Hi,
First: I am very much looking forward to StaticCompiler.jl
on Windows, I will be putting it to good use!
I understand it’s early days, but I wanted to try out StaticTools.jl
to get a feel for the “static dialect”. The code
using StaticTools, BenchmarkTools,StaticArrays
function foo(v)
a = StackArray(ntuple(i->v,6), 6)
return sum(a)
end
function bar(v)
a = SVector{5,Float64}(v,v,v,v,v)
return a[1]+a[2]+a[3]+a[4]+a[5]
end
@btime foo(2)
@btime bar(2)
yields
10.210 ns (1 allocation: 64 bytes)
0.800 ns (0 allocations: 0 bytes)
and I feel cheated: creating a StackArray
allocates? On the heap?
What did I get wrong?
Your benchmark looks a bit odd: The lengths of the arrays are not equal and the way you sum them is also different.

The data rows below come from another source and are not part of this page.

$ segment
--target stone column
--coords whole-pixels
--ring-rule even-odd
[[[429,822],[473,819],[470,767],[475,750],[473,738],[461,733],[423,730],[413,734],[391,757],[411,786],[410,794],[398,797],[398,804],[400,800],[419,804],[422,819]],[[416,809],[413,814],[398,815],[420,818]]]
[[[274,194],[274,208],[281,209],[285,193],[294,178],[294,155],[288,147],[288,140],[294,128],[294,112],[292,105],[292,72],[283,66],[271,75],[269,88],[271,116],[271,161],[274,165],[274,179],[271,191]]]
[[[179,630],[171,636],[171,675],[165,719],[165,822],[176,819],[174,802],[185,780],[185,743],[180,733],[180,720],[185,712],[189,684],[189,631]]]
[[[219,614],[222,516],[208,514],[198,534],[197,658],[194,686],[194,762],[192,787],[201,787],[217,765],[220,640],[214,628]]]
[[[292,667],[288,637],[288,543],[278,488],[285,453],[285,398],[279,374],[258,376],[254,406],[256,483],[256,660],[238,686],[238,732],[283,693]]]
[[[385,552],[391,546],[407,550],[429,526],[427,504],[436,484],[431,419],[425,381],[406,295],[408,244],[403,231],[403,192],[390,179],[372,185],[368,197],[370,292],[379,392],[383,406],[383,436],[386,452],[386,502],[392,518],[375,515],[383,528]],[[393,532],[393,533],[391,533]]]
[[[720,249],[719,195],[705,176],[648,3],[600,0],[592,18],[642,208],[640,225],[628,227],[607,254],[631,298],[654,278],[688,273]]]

But let’s start with the StaticArrays.jl variant bar
: The result looks like and indeed is due to constant-folding (sub 1ns runtime). See here:
julia> function bar(v)
a = SVector{5,Float64}(v,v,v,v,v)
return sum(a)
end
julia> @btime bar(2)
0.978 ns (0 allocations: 0 bytes)
10.0
julia> @btime bar($2) # interpolation avoids constant-folding
3.352 ns (0 allocations: 0 bytes)
10.0
Using sum
or direct array access to sum does not make a difference here. I am sure StaticArrays.jl took care that this call is fully inlined to the code that just sums the array entries.

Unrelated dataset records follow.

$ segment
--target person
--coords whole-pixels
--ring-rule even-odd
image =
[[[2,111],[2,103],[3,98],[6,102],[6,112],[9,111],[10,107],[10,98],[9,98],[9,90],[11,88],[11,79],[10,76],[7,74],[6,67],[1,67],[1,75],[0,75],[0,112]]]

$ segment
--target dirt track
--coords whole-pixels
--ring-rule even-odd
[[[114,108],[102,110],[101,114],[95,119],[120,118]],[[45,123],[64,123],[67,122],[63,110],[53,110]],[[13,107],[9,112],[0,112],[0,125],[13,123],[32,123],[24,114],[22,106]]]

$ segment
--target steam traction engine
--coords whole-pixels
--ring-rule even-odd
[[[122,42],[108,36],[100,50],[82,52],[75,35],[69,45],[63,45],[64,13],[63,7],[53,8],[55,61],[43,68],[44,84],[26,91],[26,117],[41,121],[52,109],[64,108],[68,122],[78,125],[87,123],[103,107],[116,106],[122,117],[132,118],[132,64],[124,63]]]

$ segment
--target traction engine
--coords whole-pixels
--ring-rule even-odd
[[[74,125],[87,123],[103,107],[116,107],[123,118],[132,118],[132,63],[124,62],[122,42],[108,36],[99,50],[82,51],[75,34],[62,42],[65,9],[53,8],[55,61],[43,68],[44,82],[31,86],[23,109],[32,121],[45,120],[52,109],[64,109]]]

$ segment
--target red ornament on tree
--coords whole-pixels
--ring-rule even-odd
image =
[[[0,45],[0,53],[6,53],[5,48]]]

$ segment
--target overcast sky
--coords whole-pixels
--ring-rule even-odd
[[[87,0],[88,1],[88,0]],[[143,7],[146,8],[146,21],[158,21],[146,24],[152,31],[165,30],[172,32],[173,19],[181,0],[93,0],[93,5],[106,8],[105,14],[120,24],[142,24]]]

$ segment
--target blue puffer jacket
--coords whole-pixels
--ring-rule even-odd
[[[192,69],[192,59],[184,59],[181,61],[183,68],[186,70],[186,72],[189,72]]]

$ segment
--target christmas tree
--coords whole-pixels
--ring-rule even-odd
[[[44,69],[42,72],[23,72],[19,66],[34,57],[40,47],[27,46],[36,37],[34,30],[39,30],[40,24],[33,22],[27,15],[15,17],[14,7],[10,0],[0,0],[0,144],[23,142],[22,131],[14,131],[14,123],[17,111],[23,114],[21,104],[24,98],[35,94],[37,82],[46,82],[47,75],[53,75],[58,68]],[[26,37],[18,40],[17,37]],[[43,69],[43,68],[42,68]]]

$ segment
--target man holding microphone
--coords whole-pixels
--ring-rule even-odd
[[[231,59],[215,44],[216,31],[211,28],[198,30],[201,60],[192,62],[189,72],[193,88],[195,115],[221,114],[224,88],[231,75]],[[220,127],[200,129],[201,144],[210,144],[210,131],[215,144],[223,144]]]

Ok let’s now look at StackArray
(which I have no prior experience with).
There are no allocations, when I do the summation directly:
julia> function foo_direct(v)
a = StackArray(ntuple(i->v,5), 5) # changed size to 5 to match bar
return a[1]+a[2]+a[3]+a[4]+a[5]
end
julia> @btime foo_direct($2) # interpolation does not make a difference here
3.282 ns (0 allocations: 0 bytes)
10
However using sum
, the allocation appears:
julia> function foo_sum(v)
a = StackArray(ntuple(i->v,5), 5)
return sum(a)
end
foo_sum (generic function with 1 method)
julia> @btime foo_sum($2)
7.970 ns (1 allocation: 48 bytes)
10
Inspecting the @code_llvm
it seems that the code allocates an array, copies the values from the StackArray into it and then uses it to call a mapreduce
function. To me that looks like there is some specialized method missing to efficiently sum
a StackArray.
Oh thanks, I never thought of that. sum allocates - which actually makes sense.